MM: If you are referring to the music on Isolation as classical music, then thank you.  That is a very nice compliment. And by the band music, I’m assuming you’re referring to my band, Saeta, or at least the style of song I write in Saeta. So I’ll answer the question from that perspective. I like to think that I am always making meaningful music. It’s at least meaningful to me. Whether I am telling stories using lyrics or by trying to convey a story through instrumental music, I feel that there is always an emotion and message there. Neither one means more or less to me. I honestly see them as the same things.

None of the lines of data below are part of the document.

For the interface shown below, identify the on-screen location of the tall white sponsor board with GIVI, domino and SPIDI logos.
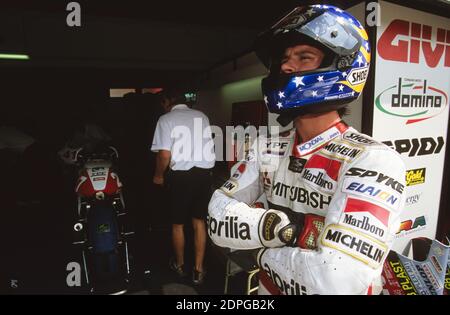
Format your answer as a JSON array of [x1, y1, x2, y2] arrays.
[[372, 0, 450, 252]]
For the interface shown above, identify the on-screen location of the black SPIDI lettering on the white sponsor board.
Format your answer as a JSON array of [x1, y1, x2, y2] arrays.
[[383, 137, 444, 157]]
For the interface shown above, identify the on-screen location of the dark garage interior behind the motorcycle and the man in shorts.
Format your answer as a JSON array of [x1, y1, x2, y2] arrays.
[[0, 0, 446, 294]]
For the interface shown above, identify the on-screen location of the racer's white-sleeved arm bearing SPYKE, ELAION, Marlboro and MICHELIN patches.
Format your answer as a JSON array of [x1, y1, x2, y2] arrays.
[[258, 148, 405, 294]]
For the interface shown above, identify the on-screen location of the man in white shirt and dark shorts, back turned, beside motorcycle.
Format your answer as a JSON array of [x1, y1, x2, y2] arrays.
[[152, 88, 215, 284]]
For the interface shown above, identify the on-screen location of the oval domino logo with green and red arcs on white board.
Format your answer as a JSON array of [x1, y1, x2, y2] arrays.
[[375, 78, 448, 125]]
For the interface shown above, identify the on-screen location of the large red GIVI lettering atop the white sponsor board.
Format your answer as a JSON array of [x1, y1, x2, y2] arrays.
[[377, 20, 450, 68]]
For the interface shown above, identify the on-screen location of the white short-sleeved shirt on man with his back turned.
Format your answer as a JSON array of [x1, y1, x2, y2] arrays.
[[151, 104, 216, 171]]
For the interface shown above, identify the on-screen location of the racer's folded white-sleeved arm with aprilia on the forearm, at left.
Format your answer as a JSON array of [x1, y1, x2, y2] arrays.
[[207, 138, 290, 249]]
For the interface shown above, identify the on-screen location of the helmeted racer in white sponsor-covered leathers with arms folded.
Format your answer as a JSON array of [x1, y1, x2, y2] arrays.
[[208, 5, 405, 295]]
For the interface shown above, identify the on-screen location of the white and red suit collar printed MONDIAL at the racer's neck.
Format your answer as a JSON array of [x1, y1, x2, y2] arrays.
[[292, 120, 349, 157]]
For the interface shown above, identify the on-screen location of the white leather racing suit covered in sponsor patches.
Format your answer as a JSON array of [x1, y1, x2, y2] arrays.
[[208, 122, 405, 294]]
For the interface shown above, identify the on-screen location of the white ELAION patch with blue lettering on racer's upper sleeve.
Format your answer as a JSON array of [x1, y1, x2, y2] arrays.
[[342, 178, 401, 210]]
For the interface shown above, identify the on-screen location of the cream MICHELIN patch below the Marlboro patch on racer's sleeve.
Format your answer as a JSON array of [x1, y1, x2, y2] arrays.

DOA: When making music, do you draw from composers like Mozart or Brahms or do you feel more of a connection towards the 20th century side of music?

MM: I have to confess that I don’t have a huge knowledge of classical music. I could probably hold my own in a conversation, but a lot of it doesn’t really speak to me. The composers that I really enjoy are Arvo Part, Astor Piazzollo, Debussy, Ravel and Erik Satie. I do love Pablo Casals’ performance of the Bach cello suites and I have been listening to Jacqueline DuPre performing Elgar’s Enigma variations a lot recently. I don’t really go for the musique concrete stuff or the twelve tone pieces so much. I like beauty and those things aren’t very beautiful to me. I know they are to some people and I certainly am not condemning them, they’re just not for me.

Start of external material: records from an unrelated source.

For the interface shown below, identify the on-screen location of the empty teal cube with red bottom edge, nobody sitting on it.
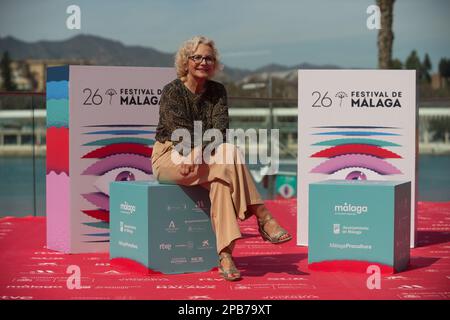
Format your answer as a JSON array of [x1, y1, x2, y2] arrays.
[[308, 180, 411, 273]]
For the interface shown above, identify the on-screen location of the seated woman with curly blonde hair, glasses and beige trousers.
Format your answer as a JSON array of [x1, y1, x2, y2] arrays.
[[152, 36, 292, 281]]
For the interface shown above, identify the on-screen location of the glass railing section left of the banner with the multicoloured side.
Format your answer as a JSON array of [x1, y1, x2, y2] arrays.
[[0, 93, 46, 216]]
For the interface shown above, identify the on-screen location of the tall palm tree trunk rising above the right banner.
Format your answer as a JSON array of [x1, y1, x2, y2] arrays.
[[377, 0, 395, 69]]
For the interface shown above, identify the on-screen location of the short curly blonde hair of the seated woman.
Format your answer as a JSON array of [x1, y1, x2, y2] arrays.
[[175, 36, 222, 82]]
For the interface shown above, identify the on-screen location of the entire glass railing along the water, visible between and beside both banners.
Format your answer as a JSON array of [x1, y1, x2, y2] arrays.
[[0, 93, 450, 217]]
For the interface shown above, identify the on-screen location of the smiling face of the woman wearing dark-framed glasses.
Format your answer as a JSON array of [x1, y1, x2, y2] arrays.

DOA: How much do you attest your own love for films in connection with the love for your music?

MM: Music is my first and true love. It is always with me and it has always stayed by my side when everything else has deserted me. I really enjoy film and appreciate its ability to encompass you and take you away for awhile. It’s a really powerful medium – utilizing both your visual and auditory senses. I like being able to contribute to that world with music. It’s always so satisfying adding music to film that has no music and seeing how it brings things to life and helps accent the emotions of the scene.

DOA: Are you working on scoring any other films?

MM: Right now, the main thing I am focusing on is Vinca Minor. This is what’s important to me and what matters. That said, I am contributing some music to a local independent film. I’m not scoring it, though. The director decided to have several different artists contribute to the soundtrack. It’s very different from how I normally work, but I like new things, so I’m looking forward to it. I am also preparing to start work on a dance piece with a Seattle dancer. This will be my first piece for dance, so I am looking forward to this as well.

DOA: Do you have plans to return to a full-fledged band?

MM: Vinca Minor is kind of turning into a “band”. For the live performances, I have a keyboardist, Juliana Brandon, and an accordion player, Marchette Dubois. As far as something else, I’m not really sure. I never rule any possibility out.

Last year began really difficult for me and I basically lost almost every friend I had – due to a number of reasons. Get ready for the sob story. I actually tried to start bands or collaborations with various people around town and no one was interested. I have really bad depression and this only proved to exacerbate the situation. Because of this, I decided to work by myself in my home studio. Things improved by the end of the year and I had a new album that Kramer had agreed to release on his Second Shimmy label. This year I decided that I wasn’t going to try to keep holding onto relationships where I was the only one keeping the relationship alive, which has been helpful for me as it puts me a bit more in control. However, I am still very distrustful of people, which is sad to me because I love people and try to see the good in them. It’s just sad that we have to hurt each other so much.

All of that said, I have the next Vinca Minor project decided and I have begun studies for it. It’s a very large undertaking for me and I can only hope that I will be able to accomplish what I have set out to do.